En este mundo antiguo todo tiende a repetirse, quizás eso lo convierte en antiguo o quizás eso lo está matando. Está noche vuelve a pasar y no sé qué me queda por hacer. Desde la cama, estirado, intentando ordenar mis huesos, he vuelto a escuchar esa voz sin tono; tanto da como me coloque, no puedo quitarme de la cabeza que hay algo ahí.
Creo que ha crecido un obispo bajo mi cama y no le conozco de nada, pero él me trata como si me conociera desde siempre; se dirige a mí como si alguna vez hubiéramos estado juntos allí abajo, entre el polvo. Pero eso no puede ser, porque el polvo y yo nunca nos hemos llevado bien; él tiene una verdadera fijación con impedirme respirar y, a mí, no hay cosa que me desespere más que los juegos crueles.
Y sé que no es nada nuevo; hace años ya ocurrió algo así y todo empezó del mismo modo. Estaban en todas las casas, viviendo en rincones, pero en ocasiones abandonaban su lugar bajo la cama y a caminaban entre las personas, como las personas, camuflándose entre discusiones y portazos, viviendo del desorden de las cosas y borrando las migas de polvo que los devolvían a su escondite.
Incluso hubo quien, asumiendo que nunca marcharían de sus casas (“siempre vuelven”, decían, con una una media sonrisa) los adoptó como mascotas y encargó a expertos logopedas para que trabajaran en básicos sistemas de signos para que los obispos aprendieran a hablar; nunca se consiguió demasiado y se aceptó que hablar cuando no tocaba y nunca contestar lo que se le preguntaba, eran algunos de los detalles que adornaban a las nuevas mascotas.
Fue una moda que funcionó y los obispos lograron abandonar su lugar: no se hacía nada sin pensar en ellos, acompañaban a las familias en sus vacaciones, las celebraciones se hacían para ellos y todos se preocupaban porque el suyo fuera el que más lucía; se gastaron verdaderas fortunas en disfraces y joyas en sus mascotas.

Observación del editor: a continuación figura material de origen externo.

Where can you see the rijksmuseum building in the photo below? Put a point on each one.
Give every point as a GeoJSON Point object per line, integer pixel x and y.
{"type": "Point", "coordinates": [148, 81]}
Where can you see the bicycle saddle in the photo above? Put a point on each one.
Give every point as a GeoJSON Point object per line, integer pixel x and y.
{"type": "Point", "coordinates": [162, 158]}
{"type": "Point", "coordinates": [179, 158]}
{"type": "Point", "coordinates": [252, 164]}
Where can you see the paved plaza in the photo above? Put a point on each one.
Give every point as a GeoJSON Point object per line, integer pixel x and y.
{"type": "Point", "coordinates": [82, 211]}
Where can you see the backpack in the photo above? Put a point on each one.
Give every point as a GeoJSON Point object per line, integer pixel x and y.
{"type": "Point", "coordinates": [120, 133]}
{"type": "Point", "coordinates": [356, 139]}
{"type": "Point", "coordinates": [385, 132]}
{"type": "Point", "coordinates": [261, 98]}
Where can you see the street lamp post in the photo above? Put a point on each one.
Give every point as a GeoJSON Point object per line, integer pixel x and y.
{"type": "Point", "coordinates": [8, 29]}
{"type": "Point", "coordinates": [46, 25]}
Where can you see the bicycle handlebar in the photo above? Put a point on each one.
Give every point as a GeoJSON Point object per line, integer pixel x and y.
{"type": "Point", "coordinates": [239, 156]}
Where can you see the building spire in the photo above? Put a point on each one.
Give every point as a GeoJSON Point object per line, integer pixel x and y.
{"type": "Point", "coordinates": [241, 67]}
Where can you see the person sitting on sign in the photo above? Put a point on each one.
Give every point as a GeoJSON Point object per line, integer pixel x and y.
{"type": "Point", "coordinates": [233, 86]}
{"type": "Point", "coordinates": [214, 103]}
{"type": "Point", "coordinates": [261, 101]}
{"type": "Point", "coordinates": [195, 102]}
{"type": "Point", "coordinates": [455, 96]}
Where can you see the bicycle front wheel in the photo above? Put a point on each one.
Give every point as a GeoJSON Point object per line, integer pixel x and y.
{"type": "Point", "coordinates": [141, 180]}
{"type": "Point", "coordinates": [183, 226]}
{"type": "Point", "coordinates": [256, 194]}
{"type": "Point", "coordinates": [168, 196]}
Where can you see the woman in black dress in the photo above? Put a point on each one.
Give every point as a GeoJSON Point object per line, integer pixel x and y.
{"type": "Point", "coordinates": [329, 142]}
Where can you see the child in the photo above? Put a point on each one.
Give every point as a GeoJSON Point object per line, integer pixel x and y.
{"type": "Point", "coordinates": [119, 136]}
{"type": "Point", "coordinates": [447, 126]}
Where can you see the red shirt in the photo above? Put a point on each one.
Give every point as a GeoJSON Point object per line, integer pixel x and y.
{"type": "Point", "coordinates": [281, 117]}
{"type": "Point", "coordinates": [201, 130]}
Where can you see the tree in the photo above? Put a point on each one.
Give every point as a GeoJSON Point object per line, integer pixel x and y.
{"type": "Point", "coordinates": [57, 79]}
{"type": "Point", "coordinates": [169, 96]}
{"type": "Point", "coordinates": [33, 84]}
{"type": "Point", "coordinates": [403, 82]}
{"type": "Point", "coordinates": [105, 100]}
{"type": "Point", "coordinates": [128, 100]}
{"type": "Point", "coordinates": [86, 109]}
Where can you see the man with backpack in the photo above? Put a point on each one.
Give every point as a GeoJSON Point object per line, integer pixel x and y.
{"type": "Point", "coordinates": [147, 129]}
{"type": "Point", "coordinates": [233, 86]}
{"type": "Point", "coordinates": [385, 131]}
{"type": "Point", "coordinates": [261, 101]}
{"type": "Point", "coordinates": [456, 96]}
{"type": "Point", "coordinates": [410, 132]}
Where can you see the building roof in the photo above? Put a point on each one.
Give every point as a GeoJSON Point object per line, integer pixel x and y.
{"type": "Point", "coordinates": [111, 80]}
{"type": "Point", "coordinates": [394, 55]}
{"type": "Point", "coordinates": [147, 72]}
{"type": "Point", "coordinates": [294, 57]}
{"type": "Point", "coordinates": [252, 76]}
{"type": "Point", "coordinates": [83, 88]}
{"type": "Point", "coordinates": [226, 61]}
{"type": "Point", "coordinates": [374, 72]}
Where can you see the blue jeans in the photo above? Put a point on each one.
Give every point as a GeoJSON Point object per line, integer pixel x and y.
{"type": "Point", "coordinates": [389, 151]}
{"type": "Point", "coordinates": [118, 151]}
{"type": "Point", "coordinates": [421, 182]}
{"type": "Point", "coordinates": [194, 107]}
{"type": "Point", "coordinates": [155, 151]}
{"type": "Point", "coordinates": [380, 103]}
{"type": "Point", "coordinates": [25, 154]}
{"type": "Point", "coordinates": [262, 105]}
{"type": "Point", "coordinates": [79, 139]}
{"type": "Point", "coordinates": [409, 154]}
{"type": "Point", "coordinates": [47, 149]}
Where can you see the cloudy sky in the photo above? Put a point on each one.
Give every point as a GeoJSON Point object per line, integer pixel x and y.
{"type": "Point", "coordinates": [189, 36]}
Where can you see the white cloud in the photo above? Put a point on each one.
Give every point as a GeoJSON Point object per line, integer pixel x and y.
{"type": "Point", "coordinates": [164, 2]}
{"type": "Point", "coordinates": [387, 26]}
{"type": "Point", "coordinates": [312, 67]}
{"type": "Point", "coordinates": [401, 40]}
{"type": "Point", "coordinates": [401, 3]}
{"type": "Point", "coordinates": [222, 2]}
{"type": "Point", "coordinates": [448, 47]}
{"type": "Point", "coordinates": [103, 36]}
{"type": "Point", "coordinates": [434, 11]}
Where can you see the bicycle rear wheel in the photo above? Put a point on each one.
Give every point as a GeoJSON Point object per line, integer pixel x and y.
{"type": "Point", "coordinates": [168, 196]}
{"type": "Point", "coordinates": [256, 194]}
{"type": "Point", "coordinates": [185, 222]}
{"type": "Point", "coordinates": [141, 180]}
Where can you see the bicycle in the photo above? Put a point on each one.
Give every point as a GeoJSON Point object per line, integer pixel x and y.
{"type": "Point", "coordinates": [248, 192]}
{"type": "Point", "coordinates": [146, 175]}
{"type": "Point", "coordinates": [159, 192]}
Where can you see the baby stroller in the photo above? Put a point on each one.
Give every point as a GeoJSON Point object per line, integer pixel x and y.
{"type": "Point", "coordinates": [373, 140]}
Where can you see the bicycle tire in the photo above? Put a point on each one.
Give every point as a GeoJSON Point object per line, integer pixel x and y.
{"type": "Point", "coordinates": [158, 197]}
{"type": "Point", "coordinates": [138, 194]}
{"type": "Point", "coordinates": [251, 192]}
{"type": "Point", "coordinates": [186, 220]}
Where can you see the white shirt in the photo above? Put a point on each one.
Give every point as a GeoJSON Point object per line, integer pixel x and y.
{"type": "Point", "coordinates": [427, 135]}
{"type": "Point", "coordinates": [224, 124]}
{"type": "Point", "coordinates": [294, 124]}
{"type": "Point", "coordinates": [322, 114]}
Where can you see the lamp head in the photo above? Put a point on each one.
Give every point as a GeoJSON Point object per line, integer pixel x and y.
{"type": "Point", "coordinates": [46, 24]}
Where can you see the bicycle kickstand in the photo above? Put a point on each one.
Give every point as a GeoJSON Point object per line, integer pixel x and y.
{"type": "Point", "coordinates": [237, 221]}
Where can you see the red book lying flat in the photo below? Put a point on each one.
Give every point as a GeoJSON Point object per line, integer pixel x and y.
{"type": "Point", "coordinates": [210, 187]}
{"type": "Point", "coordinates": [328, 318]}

Pero, como suele ocurrir, un día todo perdió su gracia. Los obispos no dejaban de hablar lenguas extrañas, convulsivamente, entre gestos violentos y gritos entrecortados; los poseían rabietas descomunales por motivos que nadie entendía.No soportaban cosas que todos ya habíamos hecho nuestras. Las crisis nerviosas tenían su origen en evidencias. Homosexuales, músicos, escritores, parejas de hecho, mujeres -nunca fueron de su agrado- les devolvían a los infiernos primitivos de la rabia. Todo eso hizo imposible cualquier convivencia con el ser humano.
Poco a poco la gente aprendió a vivir sin ellos; acabaron volviendo de donde habían venido y la gente se olvidó de ellos con la misma pasión con la que los había hecho suyos. Se cree que recuperaron sus rincones y descubrieron que aquel era su sitio, pero lo cierto es que no se perdió demasiado tiempo averiguándolo.
Y ahora me encuentro yo aquí, sospechando que tengo un obispo bajo la cama. Me gusta pensar que, en realidad, nunca llegaron a existir, que no eran nada más que pesadillas mal curadas, sentimientos de culpa y miedo jugándonos malas pasadas; así que intentaré volver a conciliar el sueño. Quizás, cuando me despierte, la mañana me traiga un día en que no tenga que volver a oír la voz de un obispo. Es una batalla que ya ganamos.